Comment Re:You know what I like? (Score 1) 1065
Indeed. What Ellison is doing is taking a bet that his stock's return will exceed the interest rate on his loan. Kind of a dicey gamble, especially on a volatile investment like stock. Considering the volatility of stock, I wonder what interest rate he is even getting. I would be really surprised if its anything near the prime rate. I am actually currently doing a similar thing- my mortgage interest rate is 3.25%, and effectively its lower due to the tax breaks. It makes me uncomfortable as I hate debt, but I am not paying my mortgage off earlier because I can easily exceed a 3% return with only moderate risk even in this market (I made a portfolio of high yielding boring dividend stocks w/ companies like ConEdison, PSEG, AT&T, Verizon, Altria, etc). If the economy ever gets out of the mud, I should be able to find even better returns for the same risk, or my more likely course, the same returns for less risk. You could look at this as a tax deferment strategy as well I guess, as I maximize my mortgage deduction.
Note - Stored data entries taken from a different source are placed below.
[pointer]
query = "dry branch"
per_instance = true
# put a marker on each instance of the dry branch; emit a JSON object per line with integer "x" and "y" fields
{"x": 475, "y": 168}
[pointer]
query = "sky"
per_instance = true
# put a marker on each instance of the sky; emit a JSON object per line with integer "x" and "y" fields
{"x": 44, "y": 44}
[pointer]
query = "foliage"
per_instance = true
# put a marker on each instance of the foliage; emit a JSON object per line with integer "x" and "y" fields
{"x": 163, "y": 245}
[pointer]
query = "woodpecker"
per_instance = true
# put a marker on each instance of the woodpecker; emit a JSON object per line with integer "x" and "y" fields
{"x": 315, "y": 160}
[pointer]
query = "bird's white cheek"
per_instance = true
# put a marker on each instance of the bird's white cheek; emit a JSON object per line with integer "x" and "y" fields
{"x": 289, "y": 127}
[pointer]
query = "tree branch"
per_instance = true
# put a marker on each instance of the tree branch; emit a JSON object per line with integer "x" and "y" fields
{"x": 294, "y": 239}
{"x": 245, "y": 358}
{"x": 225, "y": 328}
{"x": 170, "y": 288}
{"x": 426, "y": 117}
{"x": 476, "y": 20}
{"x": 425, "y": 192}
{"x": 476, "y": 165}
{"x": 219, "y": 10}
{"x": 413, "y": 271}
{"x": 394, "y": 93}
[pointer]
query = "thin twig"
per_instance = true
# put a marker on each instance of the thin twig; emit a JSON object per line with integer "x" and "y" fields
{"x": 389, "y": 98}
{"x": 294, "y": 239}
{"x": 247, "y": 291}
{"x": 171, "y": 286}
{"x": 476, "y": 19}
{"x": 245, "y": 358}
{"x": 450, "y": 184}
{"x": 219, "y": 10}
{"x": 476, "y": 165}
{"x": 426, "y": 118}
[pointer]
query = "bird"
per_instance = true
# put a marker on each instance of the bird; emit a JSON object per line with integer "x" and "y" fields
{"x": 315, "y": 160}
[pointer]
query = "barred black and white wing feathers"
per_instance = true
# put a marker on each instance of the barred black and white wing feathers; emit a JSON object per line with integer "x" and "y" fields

I don't really see where the tax dodge comes from at all. There may be some short term vs long term capital gains rates involved, but that doesn't seem likely as I am sure Ellison has a hoard of stock he has had for a very long time around. I guess one could also view it as delaying paying income taxes, similar to a Roth 401k, and letting the stock grow in value tax-deferred. Again it assumes that there will be an increase in value, and those types of schemes always seem like more trouble than they are worth.